Settlements are Israeli towns and cities within the Occupied West Bank. Israel uses settlements, which are illegal under international law, to enact its colonial agenda of land theft and to eliminate a potential Palestinian state by further entrenching its presence in occupied Palestine. Estimates suggest that more than 400,000 Israeli settlers now live in the West Bank – with this number growing rapidly given the recent rate of settlement expansion under the right-wing Netanyahu government. While Palestinians have to live under an apartheid system that limits their access to land, restricts their ability to move, and tries to eliminate their very existence on their ancestral lands, Jewish settlers get to live freely in these illegal outposts.

Israel destroys Palestinian farmland and grazing areas in order to pave hundreds of kilometers of roads for settlers only to use to connect the settlements to each other and to Israel proper.
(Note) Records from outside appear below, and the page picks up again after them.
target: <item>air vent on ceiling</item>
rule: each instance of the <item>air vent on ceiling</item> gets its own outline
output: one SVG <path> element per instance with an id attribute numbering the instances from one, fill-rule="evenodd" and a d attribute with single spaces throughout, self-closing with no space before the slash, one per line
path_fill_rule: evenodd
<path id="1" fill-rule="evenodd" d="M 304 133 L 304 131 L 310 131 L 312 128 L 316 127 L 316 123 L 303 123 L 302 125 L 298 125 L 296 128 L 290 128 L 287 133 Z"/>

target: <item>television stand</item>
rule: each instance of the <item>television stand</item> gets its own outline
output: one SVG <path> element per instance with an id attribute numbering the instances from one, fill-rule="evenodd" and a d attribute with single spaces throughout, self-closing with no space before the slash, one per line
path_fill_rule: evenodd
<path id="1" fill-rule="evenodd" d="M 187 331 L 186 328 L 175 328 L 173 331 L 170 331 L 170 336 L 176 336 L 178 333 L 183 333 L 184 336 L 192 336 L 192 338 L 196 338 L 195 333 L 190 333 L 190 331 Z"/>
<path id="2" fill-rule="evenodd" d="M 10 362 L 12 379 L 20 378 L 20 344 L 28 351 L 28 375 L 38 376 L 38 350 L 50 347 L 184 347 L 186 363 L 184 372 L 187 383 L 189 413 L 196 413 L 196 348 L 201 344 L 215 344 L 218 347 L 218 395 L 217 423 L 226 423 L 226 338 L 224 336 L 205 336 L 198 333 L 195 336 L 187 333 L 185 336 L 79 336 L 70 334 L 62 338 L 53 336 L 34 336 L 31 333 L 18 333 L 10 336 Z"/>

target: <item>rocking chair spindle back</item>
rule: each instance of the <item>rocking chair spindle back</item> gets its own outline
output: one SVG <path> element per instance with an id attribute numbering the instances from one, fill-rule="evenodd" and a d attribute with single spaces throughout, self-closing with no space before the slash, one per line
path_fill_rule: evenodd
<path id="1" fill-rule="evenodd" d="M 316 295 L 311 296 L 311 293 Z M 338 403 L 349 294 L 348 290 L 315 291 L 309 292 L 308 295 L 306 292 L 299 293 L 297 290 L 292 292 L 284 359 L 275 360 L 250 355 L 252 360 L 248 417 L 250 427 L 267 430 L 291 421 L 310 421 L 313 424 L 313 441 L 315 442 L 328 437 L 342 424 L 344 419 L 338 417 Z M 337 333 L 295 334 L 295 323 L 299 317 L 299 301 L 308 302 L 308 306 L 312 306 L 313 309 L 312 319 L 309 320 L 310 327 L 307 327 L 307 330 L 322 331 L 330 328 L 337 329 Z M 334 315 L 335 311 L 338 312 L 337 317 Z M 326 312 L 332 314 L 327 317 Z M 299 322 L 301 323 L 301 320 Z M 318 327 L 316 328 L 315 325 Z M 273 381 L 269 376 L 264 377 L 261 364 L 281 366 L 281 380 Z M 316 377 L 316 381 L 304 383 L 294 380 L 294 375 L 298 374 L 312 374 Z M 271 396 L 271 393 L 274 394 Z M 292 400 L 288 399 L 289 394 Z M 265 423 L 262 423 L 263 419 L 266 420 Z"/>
Meanwhile, Palestinians have to encounter roadblocks, racialized checkpoints and other barriers based on the location of the settlements. Racialized segregation systems are equally prolific in the United States of America – precisely given the similarities between Jim Crow laws and apartheid. This is why we see how access to space in both the USA and occupied Palestine is dictated by paradigms of race and class. Settlements in occupied Palestine highlight how space gets taken from one group and given to another. In a like manner, this dispossession of people from their space is seen all over the city of Philadelphia through the process of gentrification. 

Gentrification is the process by which communities are displaced from their homes due to the influx of wealthier peoples moving into the neighborhoods and impacting living costs. Disguised under the facade of urban development, gentrification primarily impacts racialized minorities. In West Philadelphia, the historically black neighborhood of Black Bottom neighborhood has been gentrified and renamed University City. Black Philadelphians who are excluded from having access to space, are resisting this gentrification and fighting for their homes. This resistance is exemplified in the case of the campaign to Save The UC Townhomes – a resident-led organization working to preserve affordable housing and for housing justice in Philadelphia. Similarly, in an act of resistance against gentrification, the group Students for the Preservation of Chinatown (SPOC) is fighting to prevent the construction of a new sports stadium next to Philly’s Chinatown; a development that would put China town’s cultural heritage at risk and displace its residents. Ultimately, it is evident that access to space and housing is a right only afforded to the colonial elites. Yet, to their dismay, resistance from West Philly to the West Bank will remain steadfast.